I don’t remember the approximate date, where I was, or what website I was on when I first heard of “terrazzo”. It’s not like the “where were you when you first heard of yoga pants” question. (Answer: At my cousin Leslie’s Vegas bachelorette party, circa 2010.) But if I had to guess, terrazzo first crept into my vocabulary about 18 months ago, and I was probably on a website like CB2. They were PROBABLY selling something like terrazzo coasters. And I was like, sweet! A pattern I’ve never heard of.
Wallpaper from West Elm, Planter from CB2, Shirt from Madewell
The origin of terrazzo is Italian – it started as a cementitious floor and wall treatment. Tiny chips of color (such as marble, quartz, granite, and glass) were mixed with a binder, and then poured into a precast either on a floor or wall. Now, the word “terrazzo” often refers to the pattern, and not the cementitious floor and wall treatment. Little did I know, that pattern would slowly creep into every aspect of my design-fueled life over the next year and a half. And I relished in it.
It started slowly, with me noticing this multicolored, ununiform, chip-like pattern on interior design websites – tile, wallpaper, dishware, pillows, curtains… Then, it made its way into clothing. Finally, I began noticing it on labels. But on labels, it has taken on the form of a more curvy, macro cousin, that I like to call “the blobbies”.
I like the blobbies, actually. When I was younger, daydreaming about the future, I only had shows like Zenon: Girl of the 21stCentury, to tell me what it would look like. I’ve always pictured dramatic, hard lines. Example: people cutting their bangs on a diagonal and wearing their hair in such a tight ponytail that it gives you perma-headache. There was also lots of red pleather (thanks, Britney) and shiny silver metallic. Who would have ever guessed it’d be full of inviting, soft colored, organically shaped blobbies instead?
Like an alien invasion, the blobbies have also taken over jewelry!

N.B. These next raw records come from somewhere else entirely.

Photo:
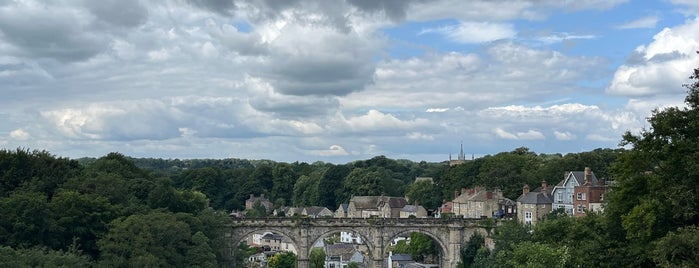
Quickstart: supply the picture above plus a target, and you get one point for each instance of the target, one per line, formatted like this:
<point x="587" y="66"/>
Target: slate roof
<point x="410" y="208"/>
<point x="579" y="176"/>
<point x="374" y="202"/>
<point x="535" y="198"/>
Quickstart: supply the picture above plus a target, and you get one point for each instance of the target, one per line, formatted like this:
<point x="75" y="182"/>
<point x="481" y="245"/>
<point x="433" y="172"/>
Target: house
<point x="477" y="203"/>
<point x="340" y="255"/>
<point x="271" y="242"/>
<point x="398" y="260"/>
<point x="508" y="209"/>
<point x="533" y="205"/>
<point x="350" y="238"/>
<point x="588" y="196"/>
<point x="341" y="211"/>
<point x="378" y="206"/>
<point x="415" y="211"/>
<point x="311" y="212"/>
<point x="564" y="195"/>
<point x="250" y="202"/>
<point x="317" y="212"/>
<point x="445" y="209"/>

Earrings from Four Eyes Ceramics
When it comes to this latest design trend, I’ve definitely asked myself “why now”? This is all speculation, but I think it has something to do with what I mentioned before. For a lot of us 30-somethings and older, we’re finally living in “the future”, and these patterns remind us that the future isn’t as scary-looking as we once thoughts. When it comes to terrazzo, (which characteristics are more hard edges and chip-like than the blobbies), I think we needed this unorganized, chaotic pattern to remind us that if our lives are just that – unorganized and chaotic, they are also still beautiful.